05/05/15

Una schifosa estate sudata di illusioni


Break di “Open secrets” dei Rush, su tastiere sognanti arriva come un falco Neil Peart con Geddy Lee, Lifeson ricama, Geddy canta:

I find no absolution
In my rational point of view
Maybe some things are instinctive
But there's one thing you could do
You could try to understand me
I could try to understand you...

Poi Alex Lifeson va in solo, e Geddy Lee utilizza lo stesso fraseggio bassistico di un altro grande pezzo del periodo, “Emotion detector”.

Momenti che conosco a memoria, e che mi accompagnano oggi, in un merdoso clima estivo. La gente suda. La gente si spoglia. Sembra che io debba mantenere la calma. Sembra che io debba tessere un silente omaggio alla pazienza. Sembra che io debba scrivere e scrivere.
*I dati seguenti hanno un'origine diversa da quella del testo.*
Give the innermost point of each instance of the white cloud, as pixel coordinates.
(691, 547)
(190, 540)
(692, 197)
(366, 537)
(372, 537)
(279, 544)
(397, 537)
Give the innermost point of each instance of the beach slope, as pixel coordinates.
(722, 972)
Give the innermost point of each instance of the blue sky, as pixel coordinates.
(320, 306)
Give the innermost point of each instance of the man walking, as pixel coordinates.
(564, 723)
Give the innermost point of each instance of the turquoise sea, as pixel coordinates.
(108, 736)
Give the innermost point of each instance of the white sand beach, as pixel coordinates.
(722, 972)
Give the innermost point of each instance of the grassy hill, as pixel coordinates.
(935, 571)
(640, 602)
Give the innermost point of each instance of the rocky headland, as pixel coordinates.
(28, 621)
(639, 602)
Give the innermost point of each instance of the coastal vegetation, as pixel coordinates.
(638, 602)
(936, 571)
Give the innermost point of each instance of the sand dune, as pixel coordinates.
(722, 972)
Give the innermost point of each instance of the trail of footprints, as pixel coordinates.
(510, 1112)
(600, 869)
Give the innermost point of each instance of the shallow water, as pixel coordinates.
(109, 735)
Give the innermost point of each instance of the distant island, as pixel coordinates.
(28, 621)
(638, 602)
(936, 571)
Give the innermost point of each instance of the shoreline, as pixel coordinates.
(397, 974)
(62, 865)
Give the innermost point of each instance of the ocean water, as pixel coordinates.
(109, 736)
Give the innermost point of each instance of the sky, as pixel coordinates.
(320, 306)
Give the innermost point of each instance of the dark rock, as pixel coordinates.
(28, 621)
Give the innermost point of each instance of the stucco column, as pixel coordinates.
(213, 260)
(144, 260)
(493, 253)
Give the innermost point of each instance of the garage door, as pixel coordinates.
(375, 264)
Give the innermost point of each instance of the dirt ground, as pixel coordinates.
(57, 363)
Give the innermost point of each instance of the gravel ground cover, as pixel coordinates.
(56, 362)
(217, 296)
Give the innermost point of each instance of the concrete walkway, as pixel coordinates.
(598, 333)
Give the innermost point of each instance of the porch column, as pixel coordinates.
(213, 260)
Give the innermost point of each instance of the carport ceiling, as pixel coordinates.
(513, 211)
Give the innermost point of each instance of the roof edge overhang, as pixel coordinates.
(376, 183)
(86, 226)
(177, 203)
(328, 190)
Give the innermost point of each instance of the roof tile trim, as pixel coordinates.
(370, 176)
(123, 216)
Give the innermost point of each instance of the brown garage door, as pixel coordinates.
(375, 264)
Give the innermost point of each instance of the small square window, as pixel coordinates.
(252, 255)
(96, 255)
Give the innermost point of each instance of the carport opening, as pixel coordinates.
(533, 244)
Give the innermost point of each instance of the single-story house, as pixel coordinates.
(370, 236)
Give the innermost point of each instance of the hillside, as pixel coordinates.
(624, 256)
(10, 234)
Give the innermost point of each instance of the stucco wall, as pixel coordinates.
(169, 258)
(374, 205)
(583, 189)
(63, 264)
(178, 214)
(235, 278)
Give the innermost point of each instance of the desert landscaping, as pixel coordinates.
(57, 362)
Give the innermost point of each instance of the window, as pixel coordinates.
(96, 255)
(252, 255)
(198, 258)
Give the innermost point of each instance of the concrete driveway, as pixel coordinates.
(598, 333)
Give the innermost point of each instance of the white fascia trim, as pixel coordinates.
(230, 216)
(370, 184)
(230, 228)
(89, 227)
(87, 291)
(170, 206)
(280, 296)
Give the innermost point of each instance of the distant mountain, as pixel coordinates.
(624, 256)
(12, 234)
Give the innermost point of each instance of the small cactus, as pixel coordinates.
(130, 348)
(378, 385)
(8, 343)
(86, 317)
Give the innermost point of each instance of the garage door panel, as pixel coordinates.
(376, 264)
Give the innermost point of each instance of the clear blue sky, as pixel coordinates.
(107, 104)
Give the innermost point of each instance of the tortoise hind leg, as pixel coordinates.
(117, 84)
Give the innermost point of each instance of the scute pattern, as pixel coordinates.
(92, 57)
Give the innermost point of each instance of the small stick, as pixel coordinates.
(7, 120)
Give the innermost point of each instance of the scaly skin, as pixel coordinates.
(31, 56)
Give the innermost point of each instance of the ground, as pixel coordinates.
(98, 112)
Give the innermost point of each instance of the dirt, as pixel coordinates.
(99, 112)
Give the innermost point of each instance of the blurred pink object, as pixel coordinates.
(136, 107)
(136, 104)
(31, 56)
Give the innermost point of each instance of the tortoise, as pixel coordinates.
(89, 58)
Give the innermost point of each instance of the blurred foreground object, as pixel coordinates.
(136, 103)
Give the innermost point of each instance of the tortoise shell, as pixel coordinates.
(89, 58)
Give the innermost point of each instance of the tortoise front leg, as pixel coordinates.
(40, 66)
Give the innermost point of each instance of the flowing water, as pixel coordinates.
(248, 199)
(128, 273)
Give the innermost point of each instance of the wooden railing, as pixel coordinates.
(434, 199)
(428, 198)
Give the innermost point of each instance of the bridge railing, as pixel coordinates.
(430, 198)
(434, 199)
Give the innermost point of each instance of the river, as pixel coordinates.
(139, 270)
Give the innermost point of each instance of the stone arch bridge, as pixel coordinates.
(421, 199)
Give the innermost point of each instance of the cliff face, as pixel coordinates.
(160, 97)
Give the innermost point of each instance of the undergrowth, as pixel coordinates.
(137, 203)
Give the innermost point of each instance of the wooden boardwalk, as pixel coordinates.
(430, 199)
E fumare quella sigaretta esistenziale prima che scenda la notte, quella sigaretta che significa tutta una giornata e probabilmente parte della vita trascorsa.
Nei negozi sono gentili e solo nei supermercati si trova un po' di refrigerio. Il resto è come un'ascella sudata, una bocca umida, un bagno in piscina mentre i bambini ti circondano con risate e piscia.
Sono queste dannate giornate estive a riportare a galla le cose inutili, le sensazioni superate, l'inoffensività di una temperanza stupida e lungimirante solo nell'approccio, tutte le inutili chiacchiere di cortesia e ricordi tanto stupidi quanto irreversibili.
Detesto il caldo, l'estate ha qualcosa di esasperante e malaticcio, le tende spalancate e persone in mutande dopo pranzo, residui di cibo nei denti e aria nella pancia.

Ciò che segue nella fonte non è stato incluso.